One relationship researcher reported that AI "validates, affirms, never tires, never pushes back," and that for an adolescent boy still figuring out who he is, that kind of frictionless attention can feel like real intimacy. The trouble is that all the uncomfortable parts of young relationships like the rejection, the awkwardness, and the working-it-out are exactly the parts that build a person.

And it's not like these boys are all going hunting for this stuff. Content creator Nate Webb recently pulled back the curtain on something a lot of parents have no clue about. Teen boys are being actively served sexually charged ads for AI chatbot girlfriends. The apps are being pushed on them, and they're packaged to hook a teenage boy's attention in exactly the way you'd fear.

Parents often have no concept this is happening because they're in a completely different algorithmic bubble than their kids and even two kids in the same house can be in different bubbles. You can't moderate what you can't see, and these apps are being marketed straight into feeds we never scroll.

So what do you do? Don’t panic. Get curious before you get worried. Ask your son if he's seen these AI companion apps, whether his friends use them, what he thinks the appeal is. You'll learn more from one honest, non-judgmental chat than anything else at the start. That said, the settings matter too, because a lot of these companion apps live one tap away inside platforms kids already have. Knowing how to spot them, restrict app downloads, and lock down age-appropriate content at the device level is exactly the kind of thing we walk through step by step in the Screen Sense Guide. And if AI is something you’re worried about specifically, our Parent’s Guide to AI is for you.

Teens want better conversations about social media

A new national study surveyed just over a thousand U.S. high schoolers and the headline finding is one every tired parent needs to hear. Most teens aren't getting meaningful social media education, and what they do get tends to focus on everything that can go wrong rather than how to actually navigate these spaces.

This study reported that parents came out as both the most common and the most trusted source of guidance, with 76% of teens saying they learned about social media from a parent and 69% naming parents as the most helpful source. We out-rank teachers, peers, everyone. The catch is what we tend to cover. Nearly three-quarters of teens had been taught about risks like cyberbullying and privacy, but fewer than six in ten said anyone had talked to them about social media's uses or benefits.

The study found that teens who learned about both the risks and the benefits felt more confident and empowered online than those who only got fear-based messaging. And there's a counterintuitive twist for those of us who default to lockdown mode: teens who reported more rules and restrictions actually reported lower confidence and more overwhelm navigating online spaces. So in general, teens aren't asking for fewer conversations about social media, they're asking for better ones.

So what do you do with that? The researchers laid out a few moves that we love because they take the pressure off being perfect. Start the conversations early, like before age 13. Treat it as learning together rather than lecturing down; let your kid show you their world, then offer perspective. Talk about the good and the risky, not just the scary. And maybe the most freeing one of all: prioritize trust over perfection. Meaning, you don't need every answer, you just need to be the person your kid feels safe being honest with.

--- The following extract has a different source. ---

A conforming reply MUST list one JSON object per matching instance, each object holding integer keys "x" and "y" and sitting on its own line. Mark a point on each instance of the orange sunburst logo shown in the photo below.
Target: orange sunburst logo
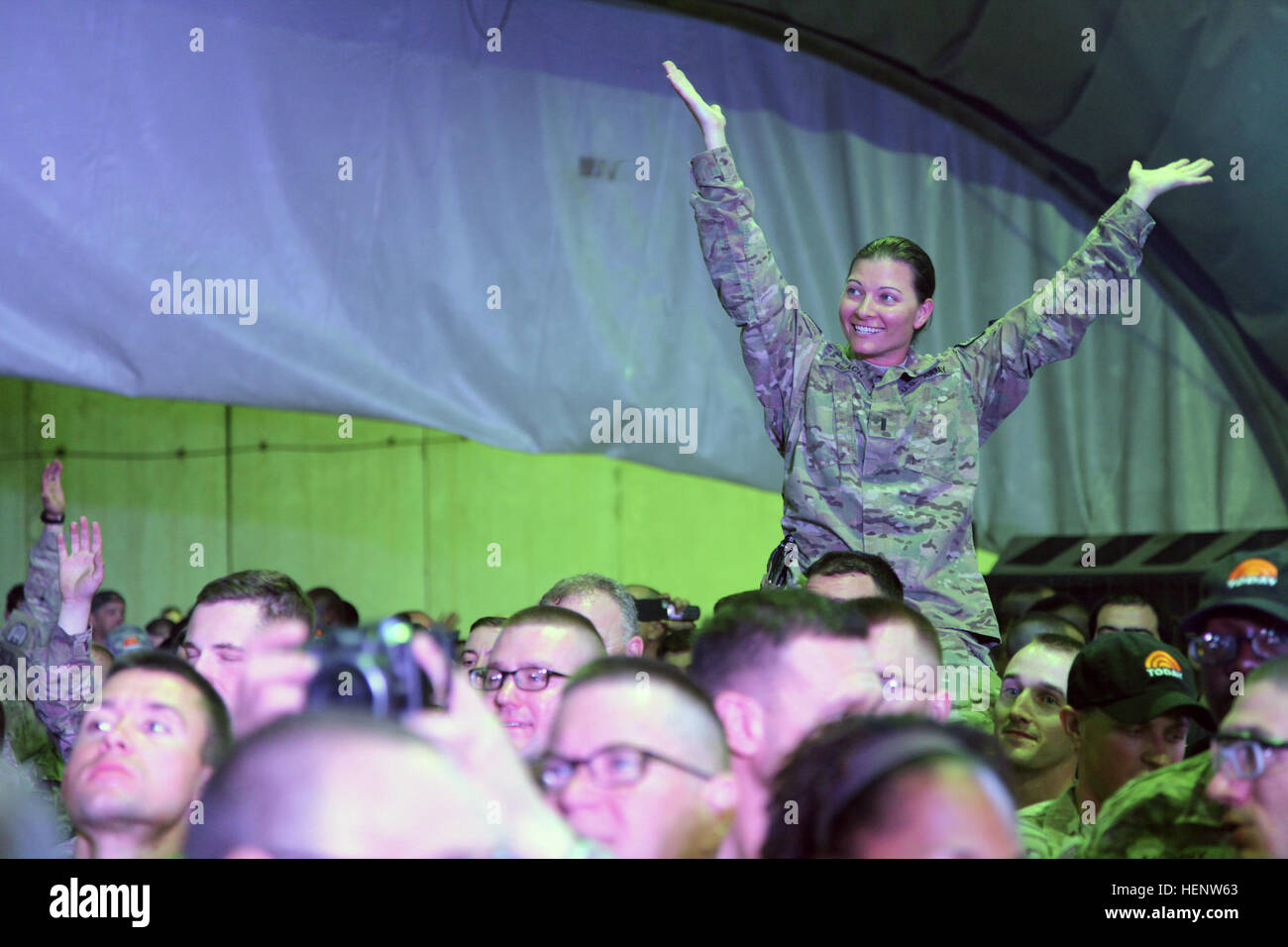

We keep thinking about that last story. That our kids aren't asking us to back off, they're asking us to do this with them. After a week of headlines that could make anyone want to throw every phone in the lake, that one felt like a big deep breath. We're not failing at this. We're just being asked to trade the lectures for actual conversations. We can do that.

So this long weekend, let the to-do list go a little. The most important parenting tool you've got isn't a parental control… it's the porch, the car ride, the late-night kitchen chat where your kid finally tells you something real. None of that requires you to have it all figured out. It just requires you to be there, and to keep the door open.